Rating:
PG
House:
The Dark Arts
Characters:
Blaise Zabini Hermione Granger
Genres:
General
Era:
Multiple Eras
Stats:
Published: 10/23/2005
Updated: 10/23/2005
Words: 2,304
Chapters: 1
Hits: 998

Whether We Wear Masks

Eliane Fraser

Story Summary:
"There is no black or white, Blaise." Hermione teaches Blaise that the Death Eaters aren't the first of their kind, and that prejudice isn't just a Wizarding thing.

Posted:
10/23/2005
Hits:
998

He never meant to speak to her.

He stumbles across her, where she is standing- hiding?- in a corner of the room during the Slug Club party. Her dark brown eyes are wary as she scans the room.

"Oh, sorry," she says as he bumps into her.
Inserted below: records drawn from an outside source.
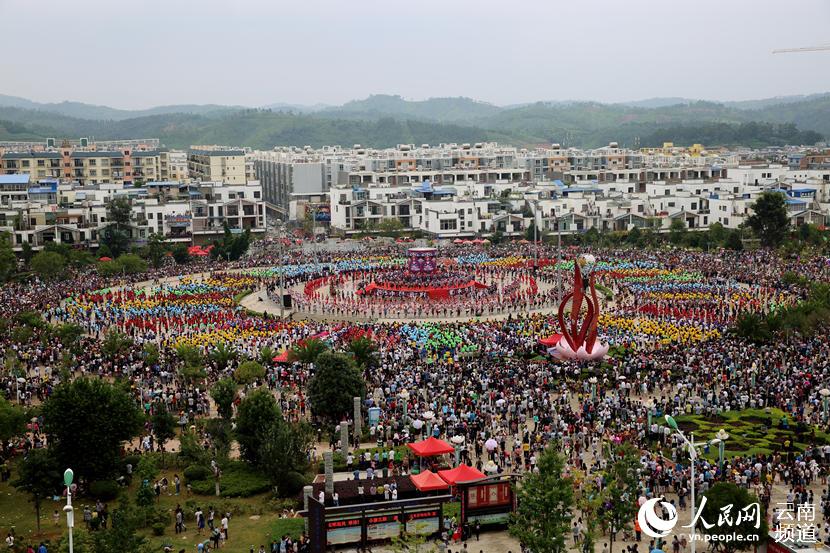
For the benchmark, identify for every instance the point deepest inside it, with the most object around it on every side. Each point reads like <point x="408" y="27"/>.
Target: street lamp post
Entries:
<point x="722" y="436"/>
<point x="457" y="441"/>
<point x="558" y="259"/>
<point x="405" y="399"/>
<point x="282" y="271"/>
<point x="428" y="416"/>
<point x="691" y="446"/>
<point x="825" y="397"/>
<point x="68" y="476"/>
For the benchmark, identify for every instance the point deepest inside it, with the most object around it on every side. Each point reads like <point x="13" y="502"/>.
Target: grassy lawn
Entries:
<point x="751" y="431"/>
<point x="254" y="520"/>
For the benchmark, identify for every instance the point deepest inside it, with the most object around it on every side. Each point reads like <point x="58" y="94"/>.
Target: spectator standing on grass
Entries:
<point x="225" y="525"/>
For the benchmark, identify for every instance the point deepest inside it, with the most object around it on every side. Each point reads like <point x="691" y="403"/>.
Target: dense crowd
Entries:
<point x="487" y="380"/>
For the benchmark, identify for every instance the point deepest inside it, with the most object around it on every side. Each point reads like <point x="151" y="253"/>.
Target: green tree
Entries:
<point x="222" y="354"/>
<point x="753" y="327"/>
<point x="721" y="497"/>
<point x="90" y="415"/>
<point x="8" y="261"/>
<point x="390" y="225"/>
<point x="283" y="454"/>
<point x="116" y="236"/>
<point x="545" y="504"/>
<point x="224" y="394"/>
<point x="254" y="418"/>
<point x="189" y="355"/>
<point x="12" y="423"/>
<point x="364" y="352"/>
<point x="39" y="476"/>
<point x="156" y="249"/>
<point x="248" y="372"/>
<point x="308" y="351"/>
<point x="621" y="492"/>
<point x="69" y="335"/>
<point x="769" y="220"/>
<point x="48" y="265"/>
<point x="335" y="384"/>
<point x="164" y="425"/>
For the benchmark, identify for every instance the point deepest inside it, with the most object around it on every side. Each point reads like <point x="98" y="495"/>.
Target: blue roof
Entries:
<point x="15" y="179"/>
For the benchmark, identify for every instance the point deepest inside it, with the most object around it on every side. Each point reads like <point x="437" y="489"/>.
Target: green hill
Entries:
<point x="389" y="120"/>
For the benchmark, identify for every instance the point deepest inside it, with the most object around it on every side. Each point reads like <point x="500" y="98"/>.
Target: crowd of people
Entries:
<point x="486" y="379"/>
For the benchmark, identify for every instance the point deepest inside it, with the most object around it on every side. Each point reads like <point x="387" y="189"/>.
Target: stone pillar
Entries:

"Whatever," he says flippantly, staring down at the small, thin gir-Mudblood. She looks at him for a moment, then chooses to roll her eyes and go back to watching the room.

He decides to have some fun. His definition of it, anyways.
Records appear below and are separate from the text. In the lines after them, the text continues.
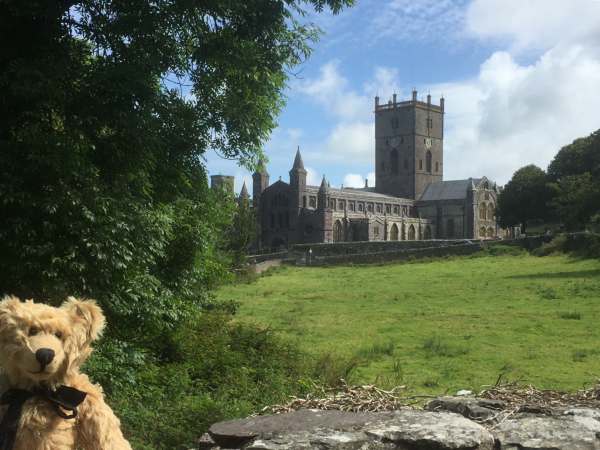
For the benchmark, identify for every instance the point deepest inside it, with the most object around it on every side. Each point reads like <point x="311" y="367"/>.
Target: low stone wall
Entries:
<point x="448" y="423"/>
<point x="392" y="253"/>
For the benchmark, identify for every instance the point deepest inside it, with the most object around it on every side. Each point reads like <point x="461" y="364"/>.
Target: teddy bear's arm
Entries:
<point x="98" y="428"/>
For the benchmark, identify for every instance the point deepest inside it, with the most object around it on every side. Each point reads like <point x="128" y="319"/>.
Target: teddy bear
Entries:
<point x="46" y="403"/>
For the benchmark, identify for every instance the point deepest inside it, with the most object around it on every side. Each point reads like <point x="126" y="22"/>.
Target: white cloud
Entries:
<point x="540" y="24"/>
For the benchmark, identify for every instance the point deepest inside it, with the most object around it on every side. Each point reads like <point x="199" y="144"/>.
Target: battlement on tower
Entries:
<point x="393" y="103"/>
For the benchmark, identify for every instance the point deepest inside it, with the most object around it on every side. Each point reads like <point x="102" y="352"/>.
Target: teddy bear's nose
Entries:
<point x="44" y="356"/>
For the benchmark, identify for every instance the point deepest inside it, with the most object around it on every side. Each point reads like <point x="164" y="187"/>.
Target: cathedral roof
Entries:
<point x="448" y="190"/>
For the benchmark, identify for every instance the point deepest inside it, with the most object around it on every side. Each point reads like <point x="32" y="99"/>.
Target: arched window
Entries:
<point x="450" y="228"/>
<point x="482" y="211"/>
<point x="338" y="231"/>
<point x="490" y="211"/>
<point x="427" y="232"/>
<point x="428" y="161"/>
<point x="394" y="162"/>
<point x="411" y="233"/>
<point x="394" y="233"/>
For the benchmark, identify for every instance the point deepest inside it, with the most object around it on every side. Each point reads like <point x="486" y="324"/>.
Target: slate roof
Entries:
<point x="448" y="190"/>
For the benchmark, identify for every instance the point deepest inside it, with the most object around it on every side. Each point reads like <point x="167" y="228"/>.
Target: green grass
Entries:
<point x="440" y="325"/>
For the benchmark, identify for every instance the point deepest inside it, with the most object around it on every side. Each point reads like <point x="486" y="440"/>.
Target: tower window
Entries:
<point x="394" y="161"/>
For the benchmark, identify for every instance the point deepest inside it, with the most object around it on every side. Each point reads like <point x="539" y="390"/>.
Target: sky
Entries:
<point x="521" y="79"/>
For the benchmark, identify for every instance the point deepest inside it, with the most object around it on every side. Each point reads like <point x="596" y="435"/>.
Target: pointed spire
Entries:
<point x="298" y="164"/>
<point x="324" y="185"/>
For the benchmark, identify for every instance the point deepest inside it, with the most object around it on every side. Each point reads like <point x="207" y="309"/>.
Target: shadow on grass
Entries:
<point x="558" y="275"/>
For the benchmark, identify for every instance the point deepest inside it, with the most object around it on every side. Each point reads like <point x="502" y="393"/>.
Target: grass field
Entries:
<point x="441" y="325"/>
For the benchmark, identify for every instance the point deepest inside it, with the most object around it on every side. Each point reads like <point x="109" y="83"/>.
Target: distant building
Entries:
<point x="410" y="199"/>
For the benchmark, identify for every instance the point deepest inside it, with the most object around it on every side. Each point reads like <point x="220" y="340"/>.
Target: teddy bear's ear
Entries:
<point x="8" y="306"/>
<point x="88" y="318"/>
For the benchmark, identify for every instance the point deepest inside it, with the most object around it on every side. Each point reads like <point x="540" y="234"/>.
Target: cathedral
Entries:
<point x="410" y="199"/>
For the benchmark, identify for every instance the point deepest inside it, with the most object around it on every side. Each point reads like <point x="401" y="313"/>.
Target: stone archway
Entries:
<point x="394" y="233"/>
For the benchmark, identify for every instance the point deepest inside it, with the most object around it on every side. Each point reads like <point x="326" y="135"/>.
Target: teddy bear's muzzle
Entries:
<point x="44" y="356"/>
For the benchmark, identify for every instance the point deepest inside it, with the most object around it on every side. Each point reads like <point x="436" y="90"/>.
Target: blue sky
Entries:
<point x="521" y="78"/>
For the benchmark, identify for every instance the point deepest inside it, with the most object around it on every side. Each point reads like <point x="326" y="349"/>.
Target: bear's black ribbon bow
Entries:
<point x="63" y="398"/>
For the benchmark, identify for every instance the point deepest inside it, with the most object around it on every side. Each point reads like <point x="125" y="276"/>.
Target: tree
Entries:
<point x="524" y="198"/>
<point x="105" y="113"/>
<point x="575" y="176"/>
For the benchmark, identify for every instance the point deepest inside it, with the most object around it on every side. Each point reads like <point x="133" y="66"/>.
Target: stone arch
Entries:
<point x="490" y="211"/>
<point x="482" y="233"/>
<point x="427" y="232"/>
<point x="411" y="233"/>
<point x="394" y="162"/>
<point x="482" y="211"/>
<point x="394" y="233"/>
<point x="338" y="231"/>
<point x="428" y="161"/>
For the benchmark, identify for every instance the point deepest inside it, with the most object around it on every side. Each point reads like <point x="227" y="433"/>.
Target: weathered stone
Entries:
<point x="336" y="430"/>
<point x="469" y="407"/>
<point x="574" y="430"/>
<point x="432" y="430"/>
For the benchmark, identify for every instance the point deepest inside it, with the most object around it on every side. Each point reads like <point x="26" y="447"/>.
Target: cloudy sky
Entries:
<point x="521" y="78"/>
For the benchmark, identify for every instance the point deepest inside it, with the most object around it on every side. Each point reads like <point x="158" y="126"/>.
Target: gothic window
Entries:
<point x="450" y="228"/>
<point x="412" y="233"/>
<point x="394" y="233"/>
<point x="338" y="231"/>
<point x="482" y="211"/>
<point x="394" y="161"/>
<point x="490" y="212"/>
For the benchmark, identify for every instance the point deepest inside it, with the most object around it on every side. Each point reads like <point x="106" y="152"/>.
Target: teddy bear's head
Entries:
<point x="42" y="344"/>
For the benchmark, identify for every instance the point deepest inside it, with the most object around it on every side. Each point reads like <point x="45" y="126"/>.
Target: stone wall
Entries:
<point x="448" y="423"/>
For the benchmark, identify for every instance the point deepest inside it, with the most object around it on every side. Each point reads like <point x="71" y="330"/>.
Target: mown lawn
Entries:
<point x="441" y="325"/>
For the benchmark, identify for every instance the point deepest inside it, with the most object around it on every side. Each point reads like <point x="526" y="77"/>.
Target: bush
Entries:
<point x="207" y="370"/>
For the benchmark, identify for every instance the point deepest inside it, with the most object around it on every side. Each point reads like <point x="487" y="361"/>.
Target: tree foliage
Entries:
<point x="524" y="197"/>
<point x="106" y="111"/>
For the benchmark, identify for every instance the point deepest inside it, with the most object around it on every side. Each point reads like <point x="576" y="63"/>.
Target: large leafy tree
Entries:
<point x="524" y="198"/>
<point x="106" y="110"/>
<point x="575" y="179"/>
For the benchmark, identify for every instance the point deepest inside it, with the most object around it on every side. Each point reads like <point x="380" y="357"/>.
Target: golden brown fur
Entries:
<point x="26" y="327"/>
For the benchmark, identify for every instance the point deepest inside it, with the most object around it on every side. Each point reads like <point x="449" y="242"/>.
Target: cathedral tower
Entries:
<point x="409" y="146"/>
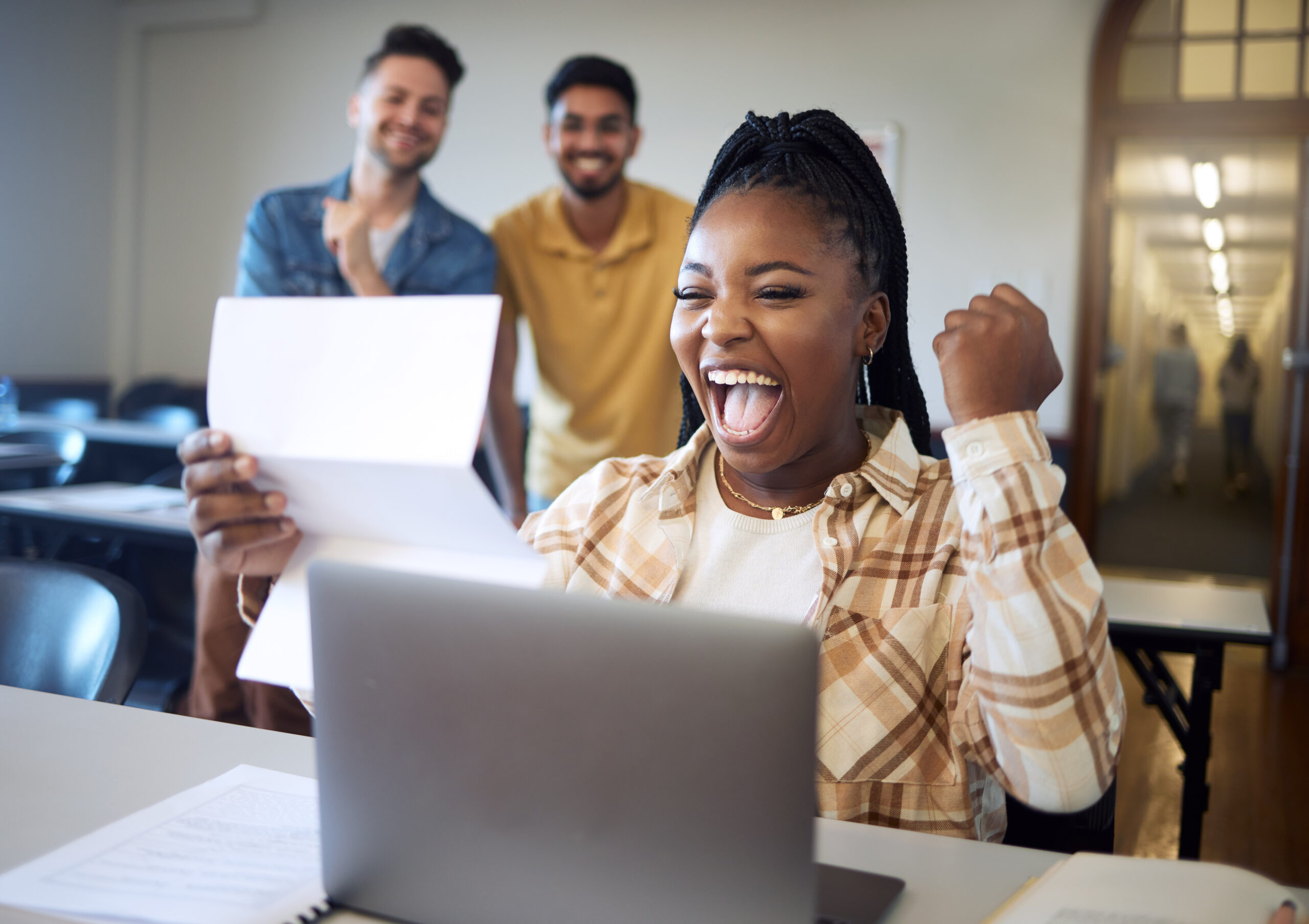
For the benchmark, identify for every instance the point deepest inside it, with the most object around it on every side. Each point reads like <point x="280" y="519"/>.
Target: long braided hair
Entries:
<point x="822" y="159"/>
"Get out of my way," he says with an arrogance that only generations of wealth can breed.

"When the moon turns green," she says blithely, as if she's not scared at all. And considering the stories Blaise has heard about Hermione Granger, she may very well not be. However, this is not going to stop Blaise Zabini, fourth richest student in the school and pure-blooded to boot.

"I said-"

"I heard what you said," she snaps. "However, the last time I checked, this is a free country, and there's no rules about having to make way for great big gits like yourself." She sniffs, and then proceeds to ignore him.

This will not do.

"Get out of my WAY!" he orders, and puts a hand on her shoulder to push her forcefully. "Stupid little mudblood-"
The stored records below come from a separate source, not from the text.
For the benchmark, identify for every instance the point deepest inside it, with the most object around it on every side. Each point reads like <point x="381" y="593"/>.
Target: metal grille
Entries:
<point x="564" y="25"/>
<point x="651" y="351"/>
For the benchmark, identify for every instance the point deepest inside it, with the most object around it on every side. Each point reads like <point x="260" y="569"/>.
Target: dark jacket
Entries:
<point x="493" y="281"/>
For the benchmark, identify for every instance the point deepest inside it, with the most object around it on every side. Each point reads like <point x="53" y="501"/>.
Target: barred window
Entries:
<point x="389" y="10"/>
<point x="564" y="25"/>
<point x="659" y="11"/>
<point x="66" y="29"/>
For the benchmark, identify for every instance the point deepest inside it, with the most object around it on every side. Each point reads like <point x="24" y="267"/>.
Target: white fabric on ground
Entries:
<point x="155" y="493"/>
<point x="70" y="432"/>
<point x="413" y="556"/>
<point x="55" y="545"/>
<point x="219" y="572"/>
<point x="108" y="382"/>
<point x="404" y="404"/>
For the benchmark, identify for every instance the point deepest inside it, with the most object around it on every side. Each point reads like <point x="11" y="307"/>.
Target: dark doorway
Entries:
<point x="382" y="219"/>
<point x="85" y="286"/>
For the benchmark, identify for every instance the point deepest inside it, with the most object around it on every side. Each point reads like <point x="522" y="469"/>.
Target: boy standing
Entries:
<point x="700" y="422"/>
His words are cut short as she trips him, and he tumbles to the ground.

"Narcissistic, bigoted moron," she says coolly.

"Dirty-blooded, bushy-haired bitch," he responds in kind.

"Better dirty-blooded than empty-headed," she says without missing a beat.

"Who the hell do you think he are?!" he demands angrily, getting to his feet and towering over her. His vengeful glare is matched by her flat-eyed stare.

"I think I'm me, last time I checked," she says, as if they were equals.

"You'll get yours," he seethes, wishing for nothing more than to slap her across the face.

"I'm sure I will," she says flatly.

"All you mudbloods will," he continues, smiling in a rather unpleasant fashion.

"As if I haven't heard that thread a million and one times," she says wryly, a half-smile curling on the left side of her face. "Really, Blaise, if you're going to threaten me, do try to use something original. Having my life threatened no longer holds the charm it once did."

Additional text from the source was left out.